The body can be home to many latent viruses, which can lie dormant for years only to be activated much later under certain conditions. Now, researchers may have the solution to one such persistent virus: herpes simplex virus 1, which is commonly known as oral herpes.
Latent viruses put strain on the immune system
A latent viral infection is a type of persistent viral infection in which the virus has periods of dormancy followed by reactivation. Latency is a phase in such viruses’ life cycles in which, following initial infection, the virus ceases to proliferate and send out viral particles. However, in the case of latent viruses, the viral genome in infected cells is not eradicated. Therefore, the virus is able to reactivate months, perhaps years later under certain trigger conditions and resume the proliferation of viral progeny.
In the past, we have talked about the possible contribution to aging that latent viruses may have; cytomegalovirus (CMV) is one such example, as it is a β-herpesvirus that lurks within infected cells and takes up the time and resources of the immune system to keep it in under immunosurveillance. It spreads over the course of decades, increasingly taxes the immune system, and could very likely play an important role in immunosenescence, the age-related decline of the immune system.
Similar to CMV, herpes simplex virus 1 (HSV-1) is another endemic, latent virus, as around 67% of the global population under the age of 50 is thought to have it. HSV-1 typically produces cold sores during initial infection and during subsequent periodic reactivation.

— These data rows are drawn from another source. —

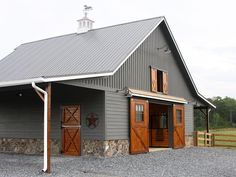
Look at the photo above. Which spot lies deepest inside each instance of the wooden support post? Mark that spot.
(196, 138)
(49, 91)
(213, 140)
(207, 120)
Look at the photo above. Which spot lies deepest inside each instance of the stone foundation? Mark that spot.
(105, 148)
(27, 146)
(189, 141)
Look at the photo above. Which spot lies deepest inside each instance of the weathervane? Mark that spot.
(86, 9)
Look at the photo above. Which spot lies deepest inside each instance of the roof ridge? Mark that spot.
(127, 23)
(47, 39)
(91, 30)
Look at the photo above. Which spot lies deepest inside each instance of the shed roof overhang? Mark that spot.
(156, 96)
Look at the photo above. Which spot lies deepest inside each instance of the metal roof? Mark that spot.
(98, 51)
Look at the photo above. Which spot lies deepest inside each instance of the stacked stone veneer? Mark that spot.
(105, 148)
(189, 142)
(27, 146)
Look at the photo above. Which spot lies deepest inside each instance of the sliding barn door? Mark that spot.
(71, 130)
(179, 129)
(139, 135)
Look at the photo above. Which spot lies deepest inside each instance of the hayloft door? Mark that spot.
(139, 137)
(71, 130)
(179, 129)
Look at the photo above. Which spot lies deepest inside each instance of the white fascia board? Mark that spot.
(50, 79)
(21, 82)
(65, 78)
(137, 46)
(155, 98)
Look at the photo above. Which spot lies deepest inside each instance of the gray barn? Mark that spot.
(115, 90)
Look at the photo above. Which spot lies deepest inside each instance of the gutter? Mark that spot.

Much like CMV, the presence of HSV almost certainly contributes to the overall infectious burden of the immune system; however, it is not considered as life threatening and is rarely the focus of efforts to find effective treatments for it. Indeed, most efforts in the past have focused on relieving the symptoms rather than tackling the cause, an all-too-common theme in medicine, especially when it comes to treating age-related diseases.
Destroying the virus with gene editing
Researchers at the Fred Hutchinson Cancer Research Center may, however, finally have a possible solution to this persistent virus. Using gene editing, they removed HSV-1 from infected cells in a new mouse study. The animal models showed at least a 90 percent reduction of the virus in the superior cervical ganglia, the nerve tissue where the virus lies dormant.

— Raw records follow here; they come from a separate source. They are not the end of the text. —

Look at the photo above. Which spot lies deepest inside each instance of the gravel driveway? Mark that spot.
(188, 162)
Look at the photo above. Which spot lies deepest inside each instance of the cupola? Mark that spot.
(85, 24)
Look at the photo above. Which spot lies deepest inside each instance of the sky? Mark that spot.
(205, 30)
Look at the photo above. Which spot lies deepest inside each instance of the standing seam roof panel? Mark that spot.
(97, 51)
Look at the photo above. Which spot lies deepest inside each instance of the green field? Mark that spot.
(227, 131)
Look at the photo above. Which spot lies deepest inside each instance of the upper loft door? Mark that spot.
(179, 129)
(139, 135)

This reduction of the virus, which persisted for at least a month following treatment, may even be enough to allow the immune system to defeat it and prevent it from returning.

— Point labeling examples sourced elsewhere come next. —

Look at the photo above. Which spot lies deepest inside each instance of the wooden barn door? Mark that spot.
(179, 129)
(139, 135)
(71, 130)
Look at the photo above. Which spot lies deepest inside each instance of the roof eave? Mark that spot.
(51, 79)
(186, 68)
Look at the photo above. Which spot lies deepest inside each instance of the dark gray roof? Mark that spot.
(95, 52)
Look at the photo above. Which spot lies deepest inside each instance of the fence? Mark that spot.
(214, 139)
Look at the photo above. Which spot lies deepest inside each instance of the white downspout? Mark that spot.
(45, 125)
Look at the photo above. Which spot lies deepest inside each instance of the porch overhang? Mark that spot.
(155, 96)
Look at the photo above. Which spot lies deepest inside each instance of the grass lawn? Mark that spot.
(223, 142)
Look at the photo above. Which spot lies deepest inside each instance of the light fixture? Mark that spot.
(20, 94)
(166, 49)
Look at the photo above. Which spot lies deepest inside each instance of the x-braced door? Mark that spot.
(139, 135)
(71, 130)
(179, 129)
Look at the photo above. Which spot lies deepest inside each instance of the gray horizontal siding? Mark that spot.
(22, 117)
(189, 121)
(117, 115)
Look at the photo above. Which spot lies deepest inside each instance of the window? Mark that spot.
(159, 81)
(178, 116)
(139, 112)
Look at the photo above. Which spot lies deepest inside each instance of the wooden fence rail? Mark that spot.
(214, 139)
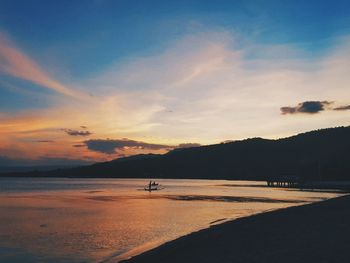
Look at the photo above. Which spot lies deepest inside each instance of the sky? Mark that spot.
(89, 81)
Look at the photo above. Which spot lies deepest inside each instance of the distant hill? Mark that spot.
(316, 155)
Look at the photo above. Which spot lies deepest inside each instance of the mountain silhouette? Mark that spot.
(316, 155)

To achieve this, the researchers focused on the nerve pathways that run between the neck and face, which includes the tissue where the HSV-1 hides in a dormant state and evades the immune system. Uniquely, two types of gene editing “scissors” were used to cut the DNA of the virus in order to damage it beyond repair and destroy the virus.
The team found that when using just a single pair of scissors, the virus was able to repair itself, but with two cutting proteins called meganucleases, the DNA of the virus was destroyed beyond repair. These twin DNA scissors were delivered to the HSV-1 infected cells by introducing the gene coding for the gene cutting proteins using a harmless deactivated viral vector, which is able to infiltrate the target cell to deliver its payload.
The researchers are also testing a similar approach to treating the related and more serious herpes simplex 2 virus, which causes genital herpes. The researchers’ plan is to reach human clinical trials for these approaches in the next three years or so.
We evaluate gene editing of HSV in a well-established mouse model, using adeno-associated virus (AAV)-delivered meganucleases, as a potentially curative approach to treat latent HSV infection. Here we show that AAV-delivered meganucleases, but not CRISPR/Cas9, mediate highly efficient gene editing of HSV, eliminating over 90% of latent virus from superior cervical ganglia. Single-cell RNA sequencing demonstrates that both HSV and individual AAV serotypes are non-randomly distributed among neuronal subsets in ganglia, implying that improved delivery to all neuronal subsets may lead to even more complete elimination of HSV. As predicted, delivery of meganucleases using a triple AAV serotype combination results in the greatest decrease in ganglionic HSV loads. The levels of HSV elimination observed in these studies, if translated to humans, would likely significantly reduce HSV reactivation, shedding, and lesions. Further optimization of meganuclease delivery and activity is likely possible, and may offer a pathway to a cure for HSV infection.
The successful translation of a therapy capable of treating HSV-1 and HSV-2 would be a welcome development, and due to the infectious burden they both impose on the immune system, it has considerable relevance to aging. These latent viruses and others such as CMV could well make a significant contribution to the decline of our immune systems as we age, and so eradicating them from our bodies should be one of the things we focus on the road to ending age-related diseases.